Weathers said he had been contemplating retirement since the end of last season and thought a new face is needed to revitalize a program that suffered through its first losing campaign since 1988 after posting a 25-29 record in 2009.

“There needed to be a change and new energy in the program, because it hasn’t been going great the last couple years,” Weathers said. “And, I reached 60 years old. I’ve been doing this for 32 years, and so it’s time. It can give somebody else a chance, and there’s no hard feelings.”

The Dirtbags (21-23, 7-8 Big West Conference) are tied with UC Riverside for fourth place in the conference and are in danger of missing the NCAA tournament for the second straight season.

Seven former Dirtbags coached by Weathers, including Longoria and Weaver, currently fill roster positions on MLB squads.
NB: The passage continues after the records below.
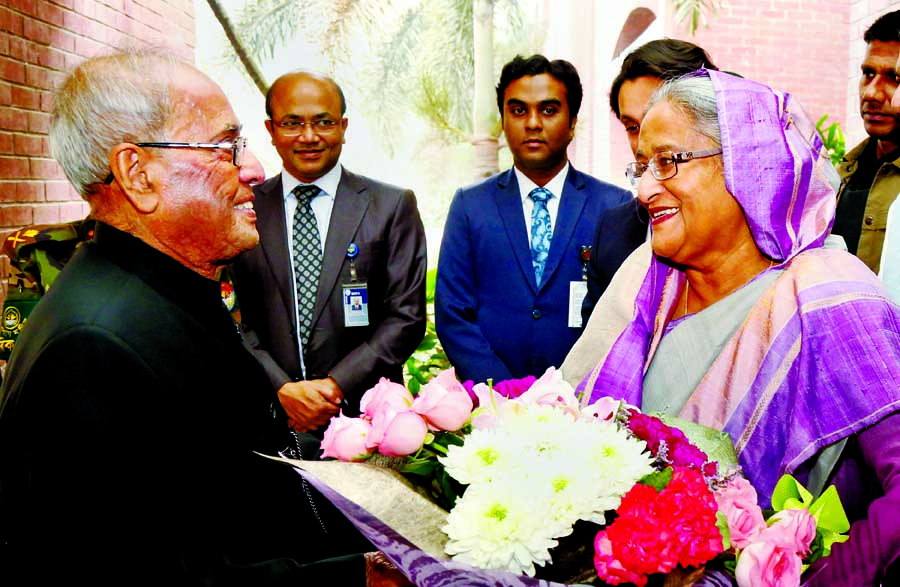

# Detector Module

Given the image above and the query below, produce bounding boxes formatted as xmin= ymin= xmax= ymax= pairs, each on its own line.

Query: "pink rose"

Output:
xmin=368 ymin=410 xmax=428 ymax=457
xmin=472 ymin=383 xmax=510 ymax=429
xmin=734 ymin=540 xmax=803 ymax=587
xmin=519 ymin=367 xmax=578 ymax=413
xmin=581 ymin=396 xmax=624 ymax=422
xmin=715 ymin=477 xmax=766 ymax=548
xmin=412 ymin=367 xmax=473 ymax=432
xmin=359 ymin=377 xmax=413 ymax=420
xmin=322 ymin=412 xmax=374 ymax=461
xmin=757 ymin=508 xmax=816 ymax=557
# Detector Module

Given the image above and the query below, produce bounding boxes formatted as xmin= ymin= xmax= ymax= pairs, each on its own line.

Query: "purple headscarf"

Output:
xmin=579 ymin=70 xmax=900 ymax=501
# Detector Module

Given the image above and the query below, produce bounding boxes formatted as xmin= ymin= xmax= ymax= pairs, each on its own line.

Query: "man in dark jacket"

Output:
xmin=0 ymin=52 xmax=405 ymax=585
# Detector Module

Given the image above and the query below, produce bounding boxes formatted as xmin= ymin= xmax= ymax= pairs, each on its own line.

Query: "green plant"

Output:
xmin=816 ymin=114 xmax=847 ymax=165
xmin=404 ymin=269 xmax=450 ymax=394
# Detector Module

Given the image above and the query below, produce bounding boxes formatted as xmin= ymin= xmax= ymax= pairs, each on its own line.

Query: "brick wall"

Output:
xmin=0 ymin=0 xmax=194 ymax=298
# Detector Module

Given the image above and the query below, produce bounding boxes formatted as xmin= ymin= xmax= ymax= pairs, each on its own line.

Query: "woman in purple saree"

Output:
xmin=580 ymin=71 xmax=900 ymax=585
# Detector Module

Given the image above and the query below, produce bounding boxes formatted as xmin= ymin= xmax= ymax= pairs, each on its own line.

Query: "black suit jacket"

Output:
xmin=0 ymin=223 xmax=364 ymax=585
xmin=233 ymin=169 xmax=426 ymax=414
xmin=581 ymin=199 xmax=650 ymax=327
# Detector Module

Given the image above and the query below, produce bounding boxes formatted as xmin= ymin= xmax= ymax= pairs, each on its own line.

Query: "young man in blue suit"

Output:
xmin=435 ymin=55 xmax=631 ymax=381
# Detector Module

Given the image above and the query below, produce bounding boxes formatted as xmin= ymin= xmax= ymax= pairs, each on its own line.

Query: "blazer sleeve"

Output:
xmin=329 ymin=190 xmax=427 ymax=390
xmin=434 ymin=190 xmax=513 ymax=382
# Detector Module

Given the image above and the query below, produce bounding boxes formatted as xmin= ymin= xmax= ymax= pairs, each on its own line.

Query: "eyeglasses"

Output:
xmin=625 ymin=149 xmax=722 ymax=187
xmin=103 ymin=137 xmax=247 ymax=185
xmin=272 ymin=118 xmax=338 ymax=137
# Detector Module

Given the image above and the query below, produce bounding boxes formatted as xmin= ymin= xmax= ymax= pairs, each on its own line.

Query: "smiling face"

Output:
xmin=618 ymin=75 xmax=662 ymax=155
xmin=266 ymin=73 xmax=347 ymax=183
xmin=503 ymin=73 xmax=576 ymax=185
xmin=147 ymin=67 xmax=265 ymax=276
xmin=859 ymin=41 xmax=900 ymax=146
xmin=637 ymin=101 xmax=755 ymax=268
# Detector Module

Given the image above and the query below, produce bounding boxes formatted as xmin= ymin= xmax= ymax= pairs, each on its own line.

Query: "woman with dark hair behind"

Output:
xmin=580 ymin=71 xmax=900 ymax=586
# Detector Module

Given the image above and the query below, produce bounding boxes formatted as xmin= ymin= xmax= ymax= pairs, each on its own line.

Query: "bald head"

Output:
xmin=266 ymin=71 xmax=347 ymax=118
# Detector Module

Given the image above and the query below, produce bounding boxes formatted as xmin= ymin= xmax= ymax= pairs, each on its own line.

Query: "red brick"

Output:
xmin=28 ymin=112 xmax=50 ymax=134
xmin=0 ymin=157 xmax=30 ymax=179
xmin=22 ymin=18 xmax=51 ymax=45
xmin=49 ymin=29 xmax=75 ymax=53
xmin=10 ymin=86 xmax=41 ymax=110
xmin=0 ymin=8 xmax=22 ymax=36
xmin=63 ymin=12 xmax=91 ymax=35
xmin=41 ymin=92 xmax=53 ymax=112
xmin=0 ymin=57 xmax=25 ymax=84
xmin=44 ymin=181 xmax=78 ymax=202
xmin=8 ymin=0 xmax=37 ymax=16
xmin=0 ymin=206 xmax=34 ymax=227
xmin=75 ymin=37 xmax=104 ymax=57
xmin=0 ymin=106 xmax=29 ymax=130
xmin=59 ymin=201 xmax=91 ymax=222
xmin=69 ymin=0 xmax=97 ymax=18
xmin=16 ymin=181 xmax=44 ymax=202
xmin=14 ymin=135 xmax=50 ymax=157
xmin=32 ymin=204 xmax=63 ymax=224
xmin=29 ymin=159 xmax=66 ymax=179
xmin=25 ymin=65 xmax=66 ymax=90
xmin=7 ymin=37 xmax=31 ymax=61
xmin=37 ymin=0 xmax=66 ymax=26
xmin=0 ymin=132 xmax=15 ymax=155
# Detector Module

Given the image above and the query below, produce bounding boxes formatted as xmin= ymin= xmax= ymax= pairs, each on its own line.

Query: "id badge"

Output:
xmin=341 ymin=283 xmax=369 ymax=327
xmin=569 ymin=281 xmax=587 ymax=328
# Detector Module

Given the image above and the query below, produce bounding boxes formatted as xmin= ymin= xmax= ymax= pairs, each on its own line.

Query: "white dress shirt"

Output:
xmin=513 ymin=161 xmax=569 ymax=239
xmin=281 ymin=163 xmax=341 ymax=377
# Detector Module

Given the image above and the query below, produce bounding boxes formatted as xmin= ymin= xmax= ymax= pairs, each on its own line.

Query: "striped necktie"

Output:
xmin=292 ymin=185 xmax=322 ymax=350
xmin=528 ymin=188 xmax=553 ymax=287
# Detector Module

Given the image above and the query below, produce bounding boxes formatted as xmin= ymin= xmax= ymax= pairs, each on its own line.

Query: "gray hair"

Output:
xmin=647 ymin=73 xmax=722 ymax=148
xmin=50 ymin=50 xmax=183 ymax=199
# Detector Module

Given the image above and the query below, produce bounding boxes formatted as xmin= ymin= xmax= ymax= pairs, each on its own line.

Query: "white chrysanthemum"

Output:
xmin=442 ymin=482 xmax=558 ymax=576
xmin=441 ymin=401 xmax=653 ymax=575
xmin=438 ymin=428 xmax=526 ymax=485
xmin=585 ymin=426 xmax=653 ymax=496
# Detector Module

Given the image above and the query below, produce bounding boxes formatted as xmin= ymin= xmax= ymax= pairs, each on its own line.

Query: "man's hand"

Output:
xmin=365 ymin=552 xmax=415 ymax=587
xmin=278 ymin=377 xmax=344 ymax=432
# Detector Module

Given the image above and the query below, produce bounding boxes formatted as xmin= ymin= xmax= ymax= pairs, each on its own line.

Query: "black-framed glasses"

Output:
xmin=103 ymin=137 xmax=247 ymax=185
xmin=625 ymin=149 xmax=722 ymax=187
xmin=272 ymin=118 xmax=338 ymax=137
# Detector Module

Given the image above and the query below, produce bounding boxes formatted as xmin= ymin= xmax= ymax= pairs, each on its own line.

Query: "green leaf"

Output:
xmin=716 ymin=511 xmax=731 ymax=551
xmin=772 ymin=475 xmax=813 ymax=512
xmin=809 ymin=485 xmax=850 ymax=534
xmin=638 ymin=467 xmax=674 ymax=491
xmin=400 ymin=459 xmax=441 ymax=477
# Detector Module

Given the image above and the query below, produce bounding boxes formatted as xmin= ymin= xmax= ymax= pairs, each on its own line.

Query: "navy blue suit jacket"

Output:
xmin=435 ymin=166 xmax=631 ymax=382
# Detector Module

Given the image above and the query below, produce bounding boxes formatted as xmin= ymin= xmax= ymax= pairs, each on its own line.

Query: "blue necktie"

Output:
xmin=293 ymin=185 xmax=322 ymax=352
xmin=528 ymin=188 xmax=553 ymax=287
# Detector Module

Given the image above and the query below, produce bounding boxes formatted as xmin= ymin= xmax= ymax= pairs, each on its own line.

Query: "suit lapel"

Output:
xmin=312 ymin=169 xmax=369 ymax=326
xmin=255 ymin=174 xmax=296 ymax=316
xmin=541 ymin=164 xmax=587 ymax=287
xmin=494 ymin=169 xmax=536 ymax=292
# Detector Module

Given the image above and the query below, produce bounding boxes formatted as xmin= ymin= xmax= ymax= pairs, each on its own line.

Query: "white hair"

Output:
xmin=50 ymin=50 xmax=183 ymax=199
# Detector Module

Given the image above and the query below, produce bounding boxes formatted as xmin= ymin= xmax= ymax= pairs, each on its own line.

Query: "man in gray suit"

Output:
xmin=234 ymin=72 xmax=426 ymax=432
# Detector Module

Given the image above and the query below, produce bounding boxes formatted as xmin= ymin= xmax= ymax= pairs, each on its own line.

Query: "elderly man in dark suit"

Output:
xmin=234 ymin=72 xmax=425 ymax=434
xmin=0 ymin=52 xmax=406 ymax=586
xmin=435 ymin=55 xmax=631 ymax=381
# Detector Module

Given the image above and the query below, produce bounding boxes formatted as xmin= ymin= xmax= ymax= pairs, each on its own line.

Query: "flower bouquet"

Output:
xmin=280 ymin=369 xmax=849 ymax=587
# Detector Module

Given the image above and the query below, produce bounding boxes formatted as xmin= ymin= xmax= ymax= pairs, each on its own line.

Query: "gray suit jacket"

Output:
xmin=233 ymin=169 xmax=426 ymax=414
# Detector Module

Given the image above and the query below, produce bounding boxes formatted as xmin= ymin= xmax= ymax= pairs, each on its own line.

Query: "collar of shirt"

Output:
xmin=281 ymin=163 xmax=343 ymax=202
xmin=513 ymin=161 xmax=569 ymax=235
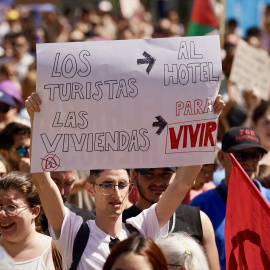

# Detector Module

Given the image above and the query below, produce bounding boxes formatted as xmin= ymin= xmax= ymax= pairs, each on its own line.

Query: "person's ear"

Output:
xmin=132 ymin=170 xmax=138 ymax=187
xmin=32 ymin=205 xmax=40 ymax=219
xmin=85 ymin=181 xmax=96 ymax=197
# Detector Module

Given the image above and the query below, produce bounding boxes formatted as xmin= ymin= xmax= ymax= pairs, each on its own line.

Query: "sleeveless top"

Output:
xmin=14 ymin=242 xmax=55 ymax=270
xmin=122 ymin=204 xmax=203 ymax=244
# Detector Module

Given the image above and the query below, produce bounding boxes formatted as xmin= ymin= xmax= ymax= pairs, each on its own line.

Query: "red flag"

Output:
xmin=225 ymin=154 xmax=270 ymax=270
xmin=187 ymin=0 xmax=219 ymax=36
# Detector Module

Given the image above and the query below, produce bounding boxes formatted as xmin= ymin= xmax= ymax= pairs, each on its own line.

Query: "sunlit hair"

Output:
xmin=90 ymin=169 xmax=130 ymax=183
xmin=252 ymin=100 xmax=270 ymax=124
xmin=156 ymin=232 xmax=210 ymax=270
xmin=103 ymin=235 xmax=168 ymax=270
xmin=0 ymin=171 xmax=41 ymax=231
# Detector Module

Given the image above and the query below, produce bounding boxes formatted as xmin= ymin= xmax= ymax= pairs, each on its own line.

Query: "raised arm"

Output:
xmin=25 ymin=93 xmax=65 ymax=238
xmin=200 ymin=211 xmax=220 ymax=270
xmin=156 ymin=95 xmax=225 ymax=227
xmin=156 ymin=165 xmax=202 ymax=227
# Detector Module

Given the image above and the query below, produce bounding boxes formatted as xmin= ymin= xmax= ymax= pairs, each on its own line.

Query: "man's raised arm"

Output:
xmin=156 ymin=95 xmax=225 ymax=227
xmin=156 ymin=165 xmax=202 ymax=228
xmin=25 ymin=93 xmax=65 ymax=238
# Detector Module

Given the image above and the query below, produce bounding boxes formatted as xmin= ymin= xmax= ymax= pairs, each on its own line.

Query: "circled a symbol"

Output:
xmin=41 ymin=154 xmax=60 ymax=172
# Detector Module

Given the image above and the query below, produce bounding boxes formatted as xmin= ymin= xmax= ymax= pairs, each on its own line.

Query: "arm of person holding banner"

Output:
xmin=25 ymin=93 xmax=65 ymax=238
xmin=156 ymin=95 xmax=225 ymax=227
xmin=25 ymin=93 xmax=225 ymax=232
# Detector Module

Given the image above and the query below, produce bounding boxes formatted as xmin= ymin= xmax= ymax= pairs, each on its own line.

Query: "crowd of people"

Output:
xmin=0 ymin=1 xmax=270 ymax=270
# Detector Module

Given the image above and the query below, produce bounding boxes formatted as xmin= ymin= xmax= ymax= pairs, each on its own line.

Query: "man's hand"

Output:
xmin=213 ymin=95 xmax=226 ymax=115
xmin=25 ymin=92 xmax=42 ymax=123
xmin=19 ymin=157 xmax=31 ymax=173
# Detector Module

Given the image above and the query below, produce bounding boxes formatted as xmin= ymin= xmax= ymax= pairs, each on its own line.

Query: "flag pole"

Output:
xmin=219 ymin=0 xmax=226 ymax=49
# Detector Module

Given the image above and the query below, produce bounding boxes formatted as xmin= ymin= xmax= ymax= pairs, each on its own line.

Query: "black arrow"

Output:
xmin=153 ymin=115 xmax=168 ymax=135
xmin=137 ymin=52 xmax=156 ymax=74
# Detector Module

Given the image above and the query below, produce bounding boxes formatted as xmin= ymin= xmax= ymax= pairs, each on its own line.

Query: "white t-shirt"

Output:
xmin=49 ymin=204 xmax=169 ymax=270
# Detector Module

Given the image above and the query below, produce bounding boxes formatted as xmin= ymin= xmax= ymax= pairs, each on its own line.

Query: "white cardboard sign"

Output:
xmin=230 ymin=39 xmax=270 ymax=100
xmin=31 ymin=36 xmax=221 ymax=172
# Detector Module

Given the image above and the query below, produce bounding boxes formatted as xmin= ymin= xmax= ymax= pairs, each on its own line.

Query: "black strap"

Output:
xmin=69 ymin=222 xmax=90 ymax=270
xmin=215 ymin=185 xmax=227 ymax=204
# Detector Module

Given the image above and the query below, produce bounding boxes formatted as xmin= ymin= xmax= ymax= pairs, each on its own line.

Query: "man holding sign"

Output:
xmin=26 ymin=93 xmax=224 ymax=269
xmin=26 ymin=36 xmax=224 ymax=269
xmin=31 ymin=36 xmax=224 ymax=172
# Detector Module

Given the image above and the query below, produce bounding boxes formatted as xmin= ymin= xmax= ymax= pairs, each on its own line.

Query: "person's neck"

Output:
xmin=96 ymin=212 xmax=122 ymax=238
xmin=136 ymin=198 xmax=153 ymax=211
xmin=1 ymin=231 xmax=37 ymax=260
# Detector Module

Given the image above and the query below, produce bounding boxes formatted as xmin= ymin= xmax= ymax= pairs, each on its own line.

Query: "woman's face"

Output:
xmin=192 ymin=164 xmax=217 ymax=190
xmin=112 ymin=252 xmax=153 ymax=270
xmin=0 ymin=189 xmax=40 ymax=243
xmin=254 ymin=107 xmax=270 ymax=151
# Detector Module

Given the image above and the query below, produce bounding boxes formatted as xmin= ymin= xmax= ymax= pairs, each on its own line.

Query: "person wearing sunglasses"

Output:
xmin=0 ymin=172 xmax=55 ymax=270
xmin=190 ymin=127 xmax=270 ymax=270
xmin=0 ymin=122 xmax=31 ymax=172
xmin=25 ymin=92 xmax=224 ymax=269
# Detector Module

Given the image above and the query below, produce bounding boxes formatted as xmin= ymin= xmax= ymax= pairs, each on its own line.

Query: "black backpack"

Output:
xmin=69 ymin=222 xmax=139 ymax=270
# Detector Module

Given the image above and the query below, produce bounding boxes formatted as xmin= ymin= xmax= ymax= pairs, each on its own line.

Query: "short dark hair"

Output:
xmin=252 ymin=100 xmax=270 ymax=124
xmin=90 ymin=169 xmax=130 ymax=183
xmin=0 ymin=122 xmax=31 ymax=150
xmin=103 ymin=235 xmax=168 ymax=270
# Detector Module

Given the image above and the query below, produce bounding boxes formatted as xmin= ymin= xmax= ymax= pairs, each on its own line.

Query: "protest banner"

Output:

Weathers also led the Dirtbags to Big West championships during the 2003 and 2008 seasons.

“Mike has been an outstanding leader of the program and a great representative of the university,” LBSU Athletic Director Vic Cegles said in a press release. “He has recruited and taught numerous major league prospects, but more importantly, he has mentored hundreds of young men to graduation and maturity.

“I consider Mike not only a terrific baseball man, but a life coach who will leave a strong legacy on the campus and in the community. To be sure, we wish him and his wife Charlotte all the best in his retirement years.”

Weathers began his coaching stint with the Dirtbags in 1993 as an assistant before replacing Dave Snow as head coach in 2002. During the last nine years, he has led LBSU to a 309-198 overall record.

Along with coaching at the University of Utah from 1980-81, Weathers was the head coach at Chapman for nine seasons before taking his assistant position at LBSU. His all-time head coaching record sits at 588-484-2.

Weathers credited Snow for setting the foundation for a program that churned out 13 Major Leaguers under his watch.

“There was something really good in place when I took over,” Weathers said. “I just tried to be a caretaker and keep it going and I think we did for the most part.

“Along that way, we taught it the same way. … They did most of it and have taken it from there to become really good players. That’s why they’re big leaguers.”